DUBAI (Reuters) - Lebanon’s economy needs urgent “surgery” or it could collapse, Prime Minister Saad al-Hariri said on Sunday, though he also tried to reassure foreign donors that politicians remained fully united behind reforms agreed with them last year.
After nine months of wrangling over cabinet portfolios, Lebanon’s politicians finally formed a government 10 days ago. The heavily-indebted country has said it will enact long-overdue reforms to avoid a worsening of economic, financial and social conditions.
“Today in Lebanon we don’t have time for luxury in politics because our economy could be subjected to collapse, if we do not carry out this surgery quickly and with (political) unanimity,” he told the World Government Summit in Dubai.

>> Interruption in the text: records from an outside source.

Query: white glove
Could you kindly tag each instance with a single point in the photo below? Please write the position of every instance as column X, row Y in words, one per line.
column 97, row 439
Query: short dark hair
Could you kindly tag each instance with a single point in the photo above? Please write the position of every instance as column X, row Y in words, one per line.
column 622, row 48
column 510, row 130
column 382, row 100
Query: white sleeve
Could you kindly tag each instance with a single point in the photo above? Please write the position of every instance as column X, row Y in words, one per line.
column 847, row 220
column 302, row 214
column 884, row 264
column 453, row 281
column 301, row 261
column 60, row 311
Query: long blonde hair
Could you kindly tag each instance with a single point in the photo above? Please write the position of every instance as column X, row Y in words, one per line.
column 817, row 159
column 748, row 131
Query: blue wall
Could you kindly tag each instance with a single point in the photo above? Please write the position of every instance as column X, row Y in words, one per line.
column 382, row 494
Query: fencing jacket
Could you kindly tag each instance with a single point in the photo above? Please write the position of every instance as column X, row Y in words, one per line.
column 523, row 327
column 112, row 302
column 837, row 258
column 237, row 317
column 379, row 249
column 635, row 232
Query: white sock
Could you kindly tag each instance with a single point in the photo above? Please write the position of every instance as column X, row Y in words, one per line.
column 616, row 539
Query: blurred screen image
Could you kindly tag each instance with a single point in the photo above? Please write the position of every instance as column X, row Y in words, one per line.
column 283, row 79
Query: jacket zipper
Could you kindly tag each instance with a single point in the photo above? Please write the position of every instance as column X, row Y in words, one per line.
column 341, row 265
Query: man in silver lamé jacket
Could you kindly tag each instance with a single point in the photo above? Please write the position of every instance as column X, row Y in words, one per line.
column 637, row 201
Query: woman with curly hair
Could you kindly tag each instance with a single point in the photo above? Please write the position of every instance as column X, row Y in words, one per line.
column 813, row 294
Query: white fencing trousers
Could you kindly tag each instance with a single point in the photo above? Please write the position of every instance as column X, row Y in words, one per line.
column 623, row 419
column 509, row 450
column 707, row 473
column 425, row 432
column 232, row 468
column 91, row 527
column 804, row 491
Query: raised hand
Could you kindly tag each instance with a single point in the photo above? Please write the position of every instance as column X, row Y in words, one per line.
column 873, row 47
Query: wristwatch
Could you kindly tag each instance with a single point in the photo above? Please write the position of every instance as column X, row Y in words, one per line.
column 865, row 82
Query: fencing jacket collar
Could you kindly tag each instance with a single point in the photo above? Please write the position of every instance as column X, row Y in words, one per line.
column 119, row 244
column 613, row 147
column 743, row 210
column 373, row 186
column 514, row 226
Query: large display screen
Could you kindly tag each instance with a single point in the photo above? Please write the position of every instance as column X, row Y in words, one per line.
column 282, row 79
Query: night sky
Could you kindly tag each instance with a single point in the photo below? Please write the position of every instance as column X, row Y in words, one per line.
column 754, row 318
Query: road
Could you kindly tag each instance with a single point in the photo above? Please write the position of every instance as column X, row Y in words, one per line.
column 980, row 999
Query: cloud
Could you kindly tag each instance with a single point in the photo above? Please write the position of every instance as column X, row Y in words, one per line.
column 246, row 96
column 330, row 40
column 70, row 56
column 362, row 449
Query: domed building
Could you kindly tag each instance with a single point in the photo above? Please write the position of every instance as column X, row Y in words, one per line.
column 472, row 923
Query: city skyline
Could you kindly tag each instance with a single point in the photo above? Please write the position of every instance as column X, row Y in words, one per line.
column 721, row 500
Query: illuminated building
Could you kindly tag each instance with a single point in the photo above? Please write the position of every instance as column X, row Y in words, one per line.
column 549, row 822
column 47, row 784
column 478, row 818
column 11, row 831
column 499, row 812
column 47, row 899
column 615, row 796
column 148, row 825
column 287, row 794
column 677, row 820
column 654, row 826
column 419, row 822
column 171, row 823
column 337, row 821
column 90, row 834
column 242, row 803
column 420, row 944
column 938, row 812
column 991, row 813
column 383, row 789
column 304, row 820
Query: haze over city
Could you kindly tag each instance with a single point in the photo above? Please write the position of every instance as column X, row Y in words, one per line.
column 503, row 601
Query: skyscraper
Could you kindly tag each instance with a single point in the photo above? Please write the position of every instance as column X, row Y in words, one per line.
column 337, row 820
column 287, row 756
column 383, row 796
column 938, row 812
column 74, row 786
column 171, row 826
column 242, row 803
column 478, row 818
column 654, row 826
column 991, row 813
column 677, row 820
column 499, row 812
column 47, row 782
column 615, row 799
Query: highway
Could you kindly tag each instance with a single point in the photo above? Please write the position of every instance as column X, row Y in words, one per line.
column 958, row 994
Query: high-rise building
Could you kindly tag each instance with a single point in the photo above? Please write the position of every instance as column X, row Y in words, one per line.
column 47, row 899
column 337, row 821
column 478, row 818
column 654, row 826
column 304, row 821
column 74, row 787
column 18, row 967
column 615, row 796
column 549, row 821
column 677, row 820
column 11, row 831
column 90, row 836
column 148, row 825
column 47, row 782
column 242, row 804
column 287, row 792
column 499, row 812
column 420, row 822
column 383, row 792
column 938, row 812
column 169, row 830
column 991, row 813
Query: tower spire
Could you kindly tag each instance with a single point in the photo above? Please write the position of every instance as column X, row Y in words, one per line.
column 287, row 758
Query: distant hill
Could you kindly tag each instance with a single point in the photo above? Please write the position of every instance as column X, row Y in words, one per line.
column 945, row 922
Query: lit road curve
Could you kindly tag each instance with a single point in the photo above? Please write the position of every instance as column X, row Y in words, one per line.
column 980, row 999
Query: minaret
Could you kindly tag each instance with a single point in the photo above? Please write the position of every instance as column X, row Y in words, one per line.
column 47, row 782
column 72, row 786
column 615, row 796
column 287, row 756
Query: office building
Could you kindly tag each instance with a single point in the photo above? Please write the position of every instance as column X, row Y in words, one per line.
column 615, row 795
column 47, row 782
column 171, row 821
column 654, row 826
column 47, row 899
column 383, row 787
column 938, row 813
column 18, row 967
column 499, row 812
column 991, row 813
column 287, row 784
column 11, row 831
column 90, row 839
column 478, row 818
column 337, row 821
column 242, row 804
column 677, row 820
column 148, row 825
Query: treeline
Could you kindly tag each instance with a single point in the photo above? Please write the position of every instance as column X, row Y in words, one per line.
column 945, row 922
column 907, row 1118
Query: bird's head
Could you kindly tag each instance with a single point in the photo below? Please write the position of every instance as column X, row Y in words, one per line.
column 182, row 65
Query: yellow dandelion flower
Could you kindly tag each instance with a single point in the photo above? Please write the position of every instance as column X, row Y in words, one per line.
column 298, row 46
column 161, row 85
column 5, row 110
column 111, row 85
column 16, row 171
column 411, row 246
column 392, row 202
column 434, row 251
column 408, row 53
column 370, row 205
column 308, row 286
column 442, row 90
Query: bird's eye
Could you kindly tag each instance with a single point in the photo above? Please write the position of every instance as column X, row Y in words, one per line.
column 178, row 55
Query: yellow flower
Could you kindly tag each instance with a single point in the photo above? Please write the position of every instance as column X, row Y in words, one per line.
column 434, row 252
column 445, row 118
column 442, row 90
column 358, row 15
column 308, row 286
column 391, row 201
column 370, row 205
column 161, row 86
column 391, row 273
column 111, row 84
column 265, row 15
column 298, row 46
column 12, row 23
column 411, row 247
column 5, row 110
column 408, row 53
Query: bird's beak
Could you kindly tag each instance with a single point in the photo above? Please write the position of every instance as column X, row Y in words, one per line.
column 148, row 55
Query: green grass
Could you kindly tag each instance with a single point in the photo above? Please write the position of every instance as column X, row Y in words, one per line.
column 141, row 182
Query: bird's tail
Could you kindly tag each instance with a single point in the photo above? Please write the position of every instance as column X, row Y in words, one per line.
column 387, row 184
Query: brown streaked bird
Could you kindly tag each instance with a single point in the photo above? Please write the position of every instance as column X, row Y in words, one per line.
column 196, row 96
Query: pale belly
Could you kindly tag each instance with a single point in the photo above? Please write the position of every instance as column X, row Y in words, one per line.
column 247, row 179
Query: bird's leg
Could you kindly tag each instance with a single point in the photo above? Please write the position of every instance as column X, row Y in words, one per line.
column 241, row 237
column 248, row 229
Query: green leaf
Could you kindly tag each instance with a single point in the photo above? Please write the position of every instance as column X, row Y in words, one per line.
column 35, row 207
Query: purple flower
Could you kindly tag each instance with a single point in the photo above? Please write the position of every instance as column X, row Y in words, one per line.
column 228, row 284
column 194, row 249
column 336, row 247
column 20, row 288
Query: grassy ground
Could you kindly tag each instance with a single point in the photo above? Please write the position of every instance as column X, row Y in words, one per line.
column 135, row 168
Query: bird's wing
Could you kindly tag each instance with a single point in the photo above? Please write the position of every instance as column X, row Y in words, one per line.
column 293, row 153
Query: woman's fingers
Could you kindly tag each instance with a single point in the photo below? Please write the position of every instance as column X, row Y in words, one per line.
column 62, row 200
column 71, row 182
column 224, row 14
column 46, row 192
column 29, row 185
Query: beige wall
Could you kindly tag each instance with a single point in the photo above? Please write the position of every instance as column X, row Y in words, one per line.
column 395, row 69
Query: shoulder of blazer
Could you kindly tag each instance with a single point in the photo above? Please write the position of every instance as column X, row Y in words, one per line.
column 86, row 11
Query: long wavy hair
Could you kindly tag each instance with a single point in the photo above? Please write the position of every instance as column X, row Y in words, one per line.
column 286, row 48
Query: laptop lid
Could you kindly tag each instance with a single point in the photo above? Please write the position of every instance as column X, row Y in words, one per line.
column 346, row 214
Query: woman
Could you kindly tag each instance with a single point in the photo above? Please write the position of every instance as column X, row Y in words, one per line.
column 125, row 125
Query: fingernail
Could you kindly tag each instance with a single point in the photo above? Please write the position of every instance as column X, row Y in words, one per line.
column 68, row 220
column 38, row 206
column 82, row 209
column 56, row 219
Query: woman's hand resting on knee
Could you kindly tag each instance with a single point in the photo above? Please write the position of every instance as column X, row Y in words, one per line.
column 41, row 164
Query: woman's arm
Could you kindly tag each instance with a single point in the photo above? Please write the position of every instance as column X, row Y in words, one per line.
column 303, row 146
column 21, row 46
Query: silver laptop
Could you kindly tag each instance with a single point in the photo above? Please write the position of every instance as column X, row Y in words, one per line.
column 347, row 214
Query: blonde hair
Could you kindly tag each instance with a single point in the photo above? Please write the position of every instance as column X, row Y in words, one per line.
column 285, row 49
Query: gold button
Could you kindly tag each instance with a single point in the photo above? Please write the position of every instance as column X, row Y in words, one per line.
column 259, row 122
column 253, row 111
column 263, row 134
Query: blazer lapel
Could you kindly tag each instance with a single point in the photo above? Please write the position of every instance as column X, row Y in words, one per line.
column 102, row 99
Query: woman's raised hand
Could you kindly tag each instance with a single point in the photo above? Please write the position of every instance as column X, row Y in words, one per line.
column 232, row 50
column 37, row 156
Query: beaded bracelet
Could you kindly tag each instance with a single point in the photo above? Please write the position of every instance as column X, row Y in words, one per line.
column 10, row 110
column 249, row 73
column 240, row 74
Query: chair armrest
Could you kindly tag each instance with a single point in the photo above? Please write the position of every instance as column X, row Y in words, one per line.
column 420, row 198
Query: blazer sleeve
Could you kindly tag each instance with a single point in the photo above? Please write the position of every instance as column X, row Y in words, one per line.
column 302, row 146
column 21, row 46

International donor institutions and foreign governments want to see the new government enact reforms before releasing some $11 billion in financial assistance pledged at a Paris conference last April called “Cedre”.
“I tell you there is political unanimity in Lebanon on all the reforms that happened at Cedre and there is political consensus to fight corruption,” he said.
While in the United Arab Emirates, Hariri met Dubai’s ruler Sheikh Mohammed bin Rashid Al Maktoum and other Emirati officials.
Separately, Hariri met the International Monetary Fund’s Managing Director Christine Lagarde.